Significado. Este versículo es el gemido honesto del creyente que, consumido por el dolor y el pecado, no se aleja de Dios sino que vacía su angustia delante de Él. La fe verdadera no oculta la debilidad: la lleva al trono de la gracia.

Contexto. El Salmo 31 es atribuido a David, quien lo compone en medio de una aflicción severa, rodeado de enemigos y abandonado por los suyos. Es un salmo de confianza en medio de la persecución, donde el rey, figura del pueblo del pacto, alterna entre el lamento y la entrega confiada. Sus destinatarios originales fueron los adoradores de Israel, pero la Iglesia de todos los tiempos lo ha hecho suyo, pues describe la experiencia de cada hijo de Dios bajo prueba.

Explicación. David confiesa que su «vida se va gastando de dolor, y sus años de suspirar». El verbo evoca un desgaste lento, una consunción del cuerpo y del alma. Nótese que añade «a causa de mi iniquidad» (o «de mi maldad», según el texto hebreo): el salmista reconoce que su quebranto no es solo obra de enemigos externos, sino también consecuencia de su propio pecado.
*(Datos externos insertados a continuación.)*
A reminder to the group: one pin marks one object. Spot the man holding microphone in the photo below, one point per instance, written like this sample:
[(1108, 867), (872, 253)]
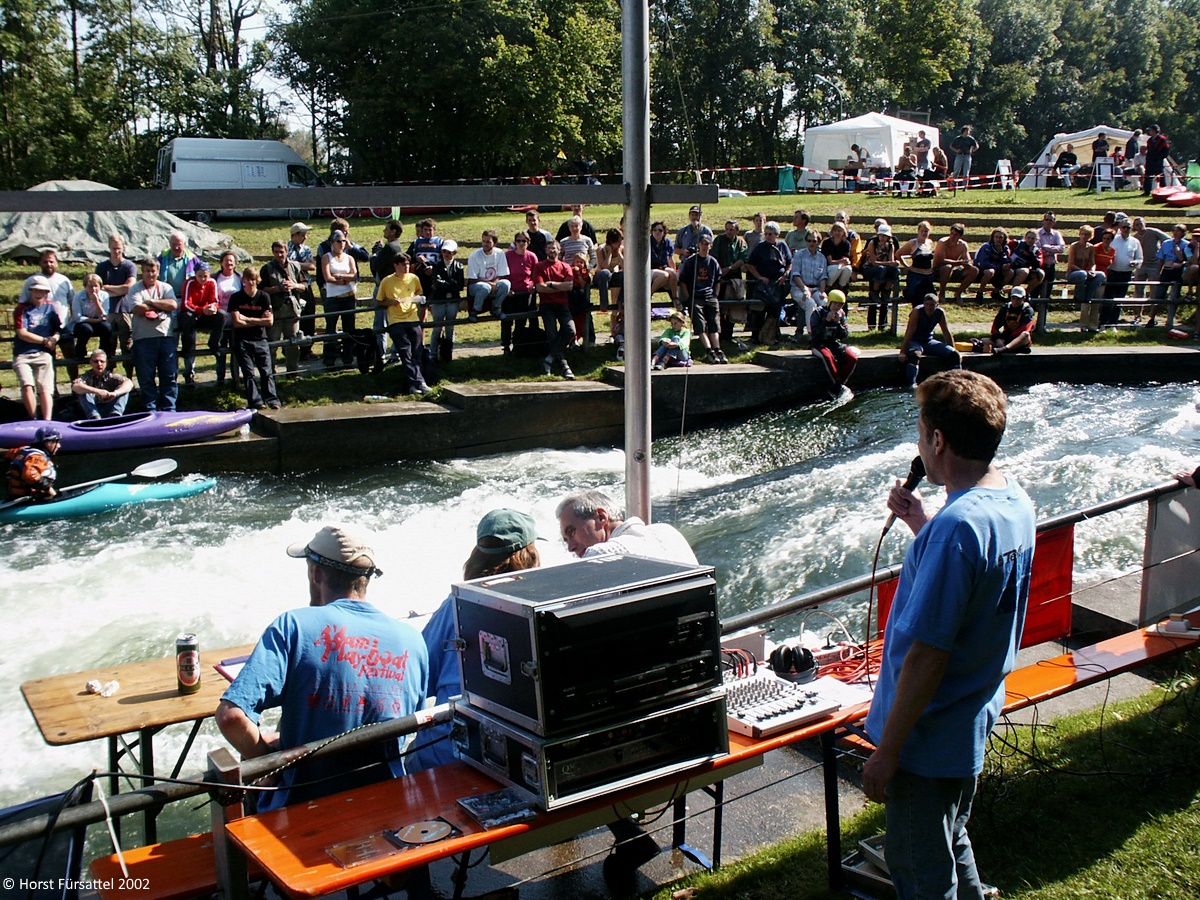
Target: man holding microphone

Aquí brilla la honestidad reformada ante la depravación total: el creyente no se justifica a sí mismo, sino que confiesa que «sus huesos se han envejecido». Sin embargo, este reconocimiento no lo hunde en la desesperación, porque sabe que su tiempo está «en las manos» de Dios (v. 15), el Soberano que disciplina pero no abandona a los suyos.

Referencias relacionadas. El lamento conecta con el Salmo 32:3-4, donde el silencio del pecado consume los huesos, y con el Salmo 38:3-10. La consunción del cuerpo bajo la disciplina divina anticipa 2 Corintios 4:16, donde el hombre exterior se desgasta mientras el interior se renueva. Y el versículo siguiente del salmo, citado por el mismo Cristo en la cruz (Lucas 23:46), revela la lectura cristocéntrica: Jesús, el Hijo perfecto, asumió el dolor y el abandono que merecía nuestra iniquidad.

Aplicación práctica. El creyente moderno suele creer que la fe consiste en aparentar fortaleza. Este versículo nos enseña lo contrario: podemos llevar a Dios el desgaste real de nuestra vida, incluso aquel que brota de nuestro propio pecado. Confesar la iniquidad no nos descalifica de la gracia; nos conduce a ella. Cuando el dolor te consuma, no finjas ante Dios: derrama tu queja y descansa en que tus tiempos están en sus manos soberanas y fieles.

Para reflexionar. ¿Llevas tu quebranto, incluso el causado por tu propio pecado, delante de Dios con honestidad, o intentas sostenerte solo con tus fuerzas?